John Nerbonne

John Nerbonne
Born (1951-10-05) October 5, 1951
Boston, Massachusetts, U.S.
Nationality American
Alma mater The Ohio State University
Awards Humboldt Prize (2012)
Scientific career
Fields Computational Linguistics
Thesis German Temporal Logic (1984)
Doctoral advisor David Dowty

John Nerbonne (born October 5, 1951 in Boston) is an American computational linguist. He was a professor of humanities computing at the University of Groningen until January 2017, when he gave his valedictory address at the celebration of the 30th anniversary of his department there.

Career

Nerbonne graduated from the Albert-Ludwigs-Universität Freiburg in 1979 with an M.A. in Germanic Philology, from the Ohio State University in 1984 with an M.Sc. in Computer and Information Science, and from the Ohio State University in 1984 with a Ph.D. in Linguistics. After that, he worked in industry for eight years: five years at Hewlett-Packard Laboratories, and three years at the Deutsches Forschungszentrum für Künstliche Intelligenz. In 1993, he was appointed as Professor in Humanities Computing at the Department of Information Science at the University of Groningen. He was the director of the Groningen Center of Language and Cognition for fourteen years and supervised over 30 dissertations. In 2002, he was elected president of the Association for Computational Linguistics.[1] Under his reign, Aravind Joshi was awarded the first ACL Lifetime Achievement Award.[2]

In addition, Nerbonne has taught at Ohio State University (1981-1985), Stanford University (1987-1990), Saarland University (1990-1992), the European Summer School in Logic, Language and Information (1991), the Linguistics Institute of the Linguistic Society of America (1993), University of Stuttgart (2001) and was a guest researcher at Nippon Telegraph and Telephone (Yokosuka) for two months in 1996.

Research

Nerbonne's research has ranged broadly within Linguistics and Computational Linguistics. His Ph.D. thesis was completed under the supervision of David Dowty and concerns the syntax and semantics of temporal expressions in German. The grammar fragment there served as the basis for a number of early computational implementations of Generalized Phrase Structure Grammar (GPSG), e.g., in Berlin and Stuttgart (LILOG) and led to several journal publications. After his Ph.D. he pursued computational linguistics in an applied setting, at Hewlett-Packard Labs, where he supervised linguistic work.

His work includes both theoretical and applied topics in computational linguistics, including detecting syntactic differences in corpora, natural language interfaces, semantics, language contact, grammar development, computer-assisted language learning, information extraction and simulations of language learning. Over the last decade, he focused more on creating computational tools for analyzing pronunciation differences, contributing a number of techniques to dialectology.[3] His contributions in dialectology have given rise to the so-called School of Groningen in that field.

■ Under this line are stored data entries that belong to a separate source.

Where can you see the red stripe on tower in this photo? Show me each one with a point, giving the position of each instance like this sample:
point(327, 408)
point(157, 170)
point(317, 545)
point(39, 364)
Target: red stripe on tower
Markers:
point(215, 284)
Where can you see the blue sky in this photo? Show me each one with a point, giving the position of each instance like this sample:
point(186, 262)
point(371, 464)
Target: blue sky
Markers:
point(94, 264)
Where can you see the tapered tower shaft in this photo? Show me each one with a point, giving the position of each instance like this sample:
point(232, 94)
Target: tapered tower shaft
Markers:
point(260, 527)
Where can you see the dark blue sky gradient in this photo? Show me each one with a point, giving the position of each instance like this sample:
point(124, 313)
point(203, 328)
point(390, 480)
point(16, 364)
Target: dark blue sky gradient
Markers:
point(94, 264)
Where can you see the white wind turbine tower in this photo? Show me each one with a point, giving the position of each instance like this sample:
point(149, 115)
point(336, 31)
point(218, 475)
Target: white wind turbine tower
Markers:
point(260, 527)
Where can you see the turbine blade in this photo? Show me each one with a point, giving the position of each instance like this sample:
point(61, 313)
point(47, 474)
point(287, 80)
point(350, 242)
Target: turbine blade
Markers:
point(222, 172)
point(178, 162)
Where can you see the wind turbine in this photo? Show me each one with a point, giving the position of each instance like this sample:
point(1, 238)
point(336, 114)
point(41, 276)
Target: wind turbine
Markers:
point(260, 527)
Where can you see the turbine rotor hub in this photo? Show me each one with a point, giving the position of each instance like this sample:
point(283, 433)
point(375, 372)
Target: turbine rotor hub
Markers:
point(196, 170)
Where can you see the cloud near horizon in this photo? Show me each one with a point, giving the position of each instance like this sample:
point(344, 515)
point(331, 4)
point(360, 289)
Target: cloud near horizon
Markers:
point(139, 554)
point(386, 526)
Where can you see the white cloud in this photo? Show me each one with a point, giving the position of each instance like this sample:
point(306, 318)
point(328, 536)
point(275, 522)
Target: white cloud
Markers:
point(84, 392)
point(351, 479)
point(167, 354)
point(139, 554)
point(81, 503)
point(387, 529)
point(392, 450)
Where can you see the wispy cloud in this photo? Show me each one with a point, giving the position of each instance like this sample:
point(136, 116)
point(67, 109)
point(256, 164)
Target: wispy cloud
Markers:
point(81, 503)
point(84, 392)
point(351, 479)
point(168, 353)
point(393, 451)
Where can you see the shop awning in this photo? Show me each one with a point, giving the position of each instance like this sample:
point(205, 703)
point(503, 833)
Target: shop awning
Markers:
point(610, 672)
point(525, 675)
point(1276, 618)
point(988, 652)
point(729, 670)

Nerbonne has served as associate editor of Computational Linguistics[4] and has published there as well as in the international refereed journals Linguistische Berichte; Machine Translation; Linguistics; Linguistics and Philosophy; Künstliche Intelligenz; Annals of Mathematics and Artificial Intelligence; Journal of Logic, Language and Information; Traitement Automatique des Language, Language Variation and Change; Dialectologia et Geolinguistica; Taal en Tongval; Computers and the Humanties, and Lecture Notes in Computer Science.

Distinctions

Selected publications

  • Data-Driven Dialectology. In Language and Linguistics Compass, 3(1), 2009, pp. 175–198.
  • Measuring Dialect Differences. With Wilbert Heeringa. In Jürgen Erich Schmidt and Peter Auer (eds.) Language and Space: Theories and Methods. Berlin: Mouton De Gruyter, 2009, pp. 550–567.
  • Measuring the Diffusion of Linguistic Change. Philosophical Transactions of the Royal Society B: Biological Sciences, 365, 12 Dec. 2010, pp. 3821–3828.
  • Quantitative Social Dialectology: Explaining Linguistic Variation Geographically and Socially. With Martijn Wieling and Harald Baayen. PLoS ONE, 6(9), 2011: e23613.
  • Inducing a Measure of Phonetic Similarity from Pronunciation Variation. With Martijn Wieling and Eliza Margaretha. Journal of Phonetics. March 2012, pp. 307–314.